In 2012, Upper Crust co-owners Joshua Huggard and Brendan Higgins sued Tobins, alleging that he had used more than $750,000 in company money for personal expenses such as the purchase of a small airplane. Tobins was placed on leave from the company, but it was eventually discovered that both Huggard and Higgins owed Tobins more than $1 million in unpaid royalties.

Tobins, Huggard and Higgins settled their lawsuit in August 2012. Under the terms of the settlement, Tobins paid Huggard and Higgins $250,000 and assumed partial liability for the class action lawsuit by former Upper Crust employees, the Department of Labor investigation, and a lawsuit by Upper Crust's construction firm. In exchange, Tobins received the rights to the Upper Crust name. Ultimately Huggard and Higgins fraudulently re-directed the settlement funds which should have been paid to ZVI Construction for their own personal expenses. Finally, Huggard and Higgins took ownership of the Upper Crust restaurants in Back Bay, Fenway, Harvard Square, Hingham, Lexington, State Street, South End, Summer Street, Waltham, Washington DC, Watertown, and Wellesley.

Huggard's and Higgins' company filed for bankruptcy in late 2012, closing all of its locations.

UC Acquisitions, a private equity firm with ties to Upper Crust founder Jordan Tobins, purchased some locations from the bankruptcy estate of Huggard's and Higgins' firm.

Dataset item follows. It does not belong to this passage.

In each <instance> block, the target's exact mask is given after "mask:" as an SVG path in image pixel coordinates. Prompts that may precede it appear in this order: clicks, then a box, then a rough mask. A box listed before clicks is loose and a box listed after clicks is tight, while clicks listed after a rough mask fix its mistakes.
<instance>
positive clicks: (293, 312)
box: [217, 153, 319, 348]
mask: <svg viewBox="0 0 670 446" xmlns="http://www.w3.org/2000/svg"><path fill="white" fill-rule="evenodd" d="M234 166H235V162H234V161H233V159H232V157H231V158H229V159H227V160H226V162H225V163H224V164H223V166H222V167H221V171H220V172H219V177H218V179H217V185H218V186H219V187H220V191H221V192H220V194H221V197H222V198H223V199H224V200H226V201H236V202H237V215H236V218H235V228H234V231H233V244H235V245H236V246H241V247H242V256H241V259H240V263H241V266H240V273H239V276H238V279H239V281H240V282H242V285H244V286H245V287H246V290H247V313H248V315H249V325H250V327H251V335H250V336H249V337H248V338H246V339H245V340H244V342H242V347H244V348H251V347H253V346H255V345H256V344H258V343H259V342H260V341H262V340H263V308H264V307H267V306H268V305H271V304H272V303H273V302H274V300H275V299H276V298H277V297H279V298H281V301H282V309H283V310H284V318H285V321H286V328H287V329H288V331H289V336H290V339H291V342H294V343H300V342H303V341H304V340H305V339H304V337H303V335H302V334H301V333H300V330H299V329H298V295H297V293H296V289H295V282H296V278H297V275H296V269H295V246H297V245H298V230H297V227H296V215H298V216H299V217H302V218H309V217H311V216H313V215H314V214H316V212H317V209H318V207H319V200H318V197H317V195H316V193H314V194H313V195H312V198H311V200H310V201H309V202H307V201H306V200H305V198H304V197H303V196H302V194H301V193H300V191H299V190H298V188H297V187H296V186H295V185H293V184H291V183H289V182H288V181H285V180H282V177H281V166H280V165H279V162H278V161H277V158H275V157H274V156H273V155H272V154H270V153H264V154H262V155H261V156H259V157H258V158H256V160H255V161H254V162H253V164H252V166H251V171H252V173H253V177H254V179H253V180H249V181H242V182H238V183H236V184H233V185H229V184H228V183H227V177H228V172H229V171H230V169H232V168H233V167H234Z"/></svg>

The location in Harvard Square was subsequently purchased by attorney Shannon Liss-Riordan, who had represented the chain's employees in a lawsuit, to be re-opened as a partly employee-owned pizzeria, the Just Crust, which closed in winter 2018. Since UC Acquisitions took control of Upper Crust, many franchisees have elected to cut ties with the company. As of April 2013, Tobins or UC Acquisitions controlled the Upper Crust name and the locations in Beacon Hill, Brookline, Lexington, South End, Watertown, and Wellesley.

Jordan Tobins later settled all legal matters related to his involvement with Upper Crust, including employees' back wages and all tax liabilities with Massachusetts.